Jeanilotta came to where Abaledina and Beritha
attended to her mother for a few moments. Once she saw there would be no
opportunity to communicate the alteration to a rational mother, she withdrew to
her apartment. After helping Beritha move the inconsolable woman to her bed, Abaledina
soon followed her cousin’s example since she could provide no additional
assistance to her aunt.
In her private den, Abaledina perused Eriath’s
long message again. She silently thanked him for his goodness, but she could
not solve the mystery of why it contained almost the same information she had
sent him without it being a reply to her message. She wondered if her message
had perhaps vexed him so much that he wanted to be the one rejecting her
instead of being rejected by her. She quickly discarded this solution because
it was unworthy of him. Likely he wanted to take the blame instead of having it
fall on her.
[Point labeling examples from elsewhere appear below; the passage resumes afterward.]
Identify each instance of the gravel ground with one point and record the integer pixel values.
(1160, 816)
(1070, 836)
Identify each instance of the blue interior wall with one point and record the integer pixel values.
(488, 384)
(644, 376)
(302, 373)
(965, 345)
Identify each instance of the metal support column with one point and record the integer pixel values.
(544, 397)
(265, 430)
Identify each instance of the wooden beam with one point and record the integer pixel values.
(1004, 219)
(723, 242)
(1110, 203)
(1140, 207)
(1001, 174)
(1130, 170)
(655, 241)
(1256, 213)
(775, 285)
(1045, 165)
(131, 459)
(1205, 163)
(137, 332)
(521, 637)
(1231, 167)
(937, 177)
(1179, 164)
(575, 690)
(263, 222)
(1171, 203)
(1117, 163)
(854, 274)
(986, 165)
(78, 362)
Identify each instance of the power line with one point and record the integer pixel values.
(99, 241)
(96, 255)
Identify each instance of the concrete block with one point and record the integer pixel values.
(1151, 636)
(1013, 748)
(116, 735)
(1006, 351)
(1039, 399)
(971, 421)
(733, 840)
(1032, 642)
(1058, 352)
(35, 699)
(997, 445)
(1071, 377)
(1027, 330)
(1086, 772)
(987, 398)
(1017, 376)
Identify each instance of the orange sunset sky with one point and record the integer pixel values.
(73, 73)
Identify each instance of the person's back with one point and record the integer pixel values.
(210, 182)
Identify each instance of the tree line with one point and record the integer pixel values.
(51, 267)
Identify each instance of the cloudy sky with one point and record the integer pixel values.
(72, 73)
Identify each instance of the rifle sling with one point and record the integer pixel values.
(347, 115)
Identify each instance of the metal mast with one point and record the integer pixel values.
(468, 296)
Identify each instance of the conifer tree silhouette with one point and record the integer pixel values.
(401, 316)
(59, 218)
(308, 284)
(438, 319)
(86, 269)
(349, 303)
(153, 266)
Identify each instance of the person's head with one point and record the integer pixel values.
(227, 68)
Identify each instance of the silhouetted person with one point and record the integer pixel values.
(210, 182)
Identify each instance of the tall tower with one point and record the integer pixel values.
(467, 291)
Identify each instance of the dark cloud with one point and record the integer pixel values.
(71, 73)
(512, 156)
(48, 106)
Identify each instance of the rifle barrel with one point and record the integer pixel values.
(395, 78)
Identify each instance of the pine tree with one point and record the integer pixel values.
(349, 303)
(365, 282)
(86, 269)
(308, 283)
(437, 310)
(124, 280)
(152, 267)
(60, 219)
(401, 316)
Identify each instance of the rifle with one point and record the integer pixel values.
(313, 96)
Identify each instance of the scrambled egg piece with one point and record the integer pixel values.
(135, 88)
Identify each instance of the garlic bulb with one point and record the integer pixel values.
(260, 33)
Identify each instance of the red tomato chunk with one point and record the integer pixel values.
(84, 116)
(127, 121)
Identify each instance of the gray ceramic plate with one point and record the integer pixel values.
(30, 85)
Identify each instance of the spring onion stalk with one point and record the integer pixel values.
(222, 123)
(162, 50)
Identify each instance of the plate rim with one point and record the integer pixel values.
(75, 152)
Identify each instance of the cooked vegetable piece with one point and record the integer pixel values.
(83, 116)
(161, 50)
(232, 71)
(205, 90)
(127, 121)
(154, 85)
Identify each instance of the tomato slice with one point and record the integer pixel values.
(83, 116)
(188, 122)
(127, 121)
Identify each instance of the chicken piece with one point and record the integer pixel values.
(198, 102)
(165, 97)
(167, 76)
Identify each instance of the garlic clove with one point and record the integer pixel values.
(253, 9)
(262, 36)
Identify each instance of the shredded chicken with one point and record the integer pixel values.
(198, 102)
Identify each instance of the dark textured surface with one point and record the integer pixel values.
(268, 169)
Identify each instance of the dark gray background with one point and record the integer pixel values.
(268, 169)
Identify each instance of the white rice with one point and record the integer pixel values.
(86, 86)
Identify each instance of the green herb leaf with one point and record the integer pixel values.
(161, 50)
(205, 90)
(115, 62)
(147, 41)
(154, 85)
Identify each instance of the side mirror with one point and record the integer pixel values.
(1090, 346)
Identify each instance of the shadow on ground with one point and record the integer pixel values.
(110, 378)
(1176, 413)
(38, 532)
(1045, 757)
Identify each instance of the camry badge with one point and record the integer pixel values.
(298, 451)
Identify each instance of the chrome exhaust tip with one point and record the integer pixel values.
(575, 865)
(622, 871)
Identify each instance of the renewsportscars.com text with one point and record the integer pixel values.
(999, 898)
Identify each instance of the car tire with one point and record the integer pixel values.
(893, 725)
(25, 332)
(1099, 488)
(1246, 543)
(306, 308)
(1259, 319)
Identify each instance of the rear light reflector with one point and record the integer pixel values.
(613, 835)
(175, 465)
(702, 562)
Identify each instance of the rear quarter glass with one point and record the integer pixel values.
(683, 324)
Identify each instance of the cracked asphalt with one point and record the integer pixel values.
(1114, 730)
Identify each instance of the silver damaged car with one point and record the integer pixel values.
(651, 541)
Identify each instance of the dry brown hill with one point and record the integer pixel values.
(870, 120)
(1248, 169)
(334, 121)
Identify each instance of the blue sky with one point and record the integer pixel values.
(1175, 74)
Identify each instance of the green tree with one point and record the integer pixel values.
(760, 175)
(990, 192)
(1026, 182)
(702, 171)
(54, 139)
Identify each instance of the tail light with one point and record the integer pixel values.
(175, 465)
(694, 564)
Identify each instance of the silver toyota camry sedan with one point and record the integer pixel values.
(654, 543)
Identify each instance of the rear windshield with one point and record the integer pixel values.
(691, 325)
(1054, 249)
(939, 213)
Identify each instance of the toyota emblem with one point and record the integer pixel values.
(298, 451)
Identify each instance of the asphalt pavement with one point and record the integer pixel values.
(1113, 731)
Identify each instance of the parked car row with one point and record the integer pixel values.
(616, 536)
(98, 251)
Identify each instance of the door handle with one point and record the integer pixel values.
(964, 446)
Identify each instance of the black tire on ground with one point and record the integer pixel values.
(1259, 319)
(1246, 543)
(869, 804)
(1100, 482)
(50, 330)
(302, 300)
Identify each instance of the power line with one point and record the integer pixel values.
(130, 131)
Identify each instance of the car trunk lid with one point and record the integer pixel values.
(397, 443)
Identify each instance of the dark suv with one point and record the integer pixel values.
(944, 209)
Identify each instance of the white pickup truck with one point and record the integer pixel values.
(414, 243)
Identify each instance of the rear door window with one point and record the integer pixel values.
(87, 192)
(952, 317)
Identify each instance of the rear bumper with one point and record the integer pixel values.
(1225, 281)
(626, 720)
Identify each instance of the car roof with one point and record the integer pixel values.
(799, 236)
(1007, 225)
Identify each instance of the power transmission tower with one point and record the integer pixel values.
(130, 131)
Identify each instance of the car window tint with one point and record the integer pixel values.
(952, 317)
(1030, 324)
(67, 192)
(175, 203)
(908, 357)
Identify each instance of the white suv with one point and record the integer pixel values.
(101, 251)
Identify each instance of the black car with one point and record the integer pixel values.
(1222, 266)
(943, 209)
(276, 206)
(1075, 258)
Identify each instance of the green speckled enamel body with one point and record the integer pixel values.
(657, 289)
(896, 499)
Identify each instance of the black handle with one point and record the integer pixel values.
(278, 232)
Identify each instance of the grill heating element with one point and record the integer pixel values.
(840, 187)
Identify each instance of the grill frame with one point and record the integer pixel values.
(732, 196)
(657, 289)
Although this explained his message to her uncle, it still did not
explain why he sent such an odd message to her. She decided she would have to
wait until he arrived to learn the truth behind it.
Her thoughts then turned to Jeanilotta’s
proclamation and Viscount Elwynalam. He had expressed the most tender
sentiments to her at the museum with the statement that he would wait for her. She
saw Theodomani leaving and knew her foolish cousin must have broken his heart. When
she arrived in her empty parlor after Jeanilotta had sent her there on the
false premise of a visitor, she should have instantly returned to the main parlor.
Perhaps once she had left, Viscount Elwynalam had fallen prey to her cousin’s
wiles.
She was slightly unsettled because if he had waited
one day, she would have encouraged a more serious relationship with him now
that her cousin had released her conscience. She understood that she asked much
of him, so she did not begrudge him his choice. Before she drifted off to
sleep, she resolved to keep her distance now that he had chosen another.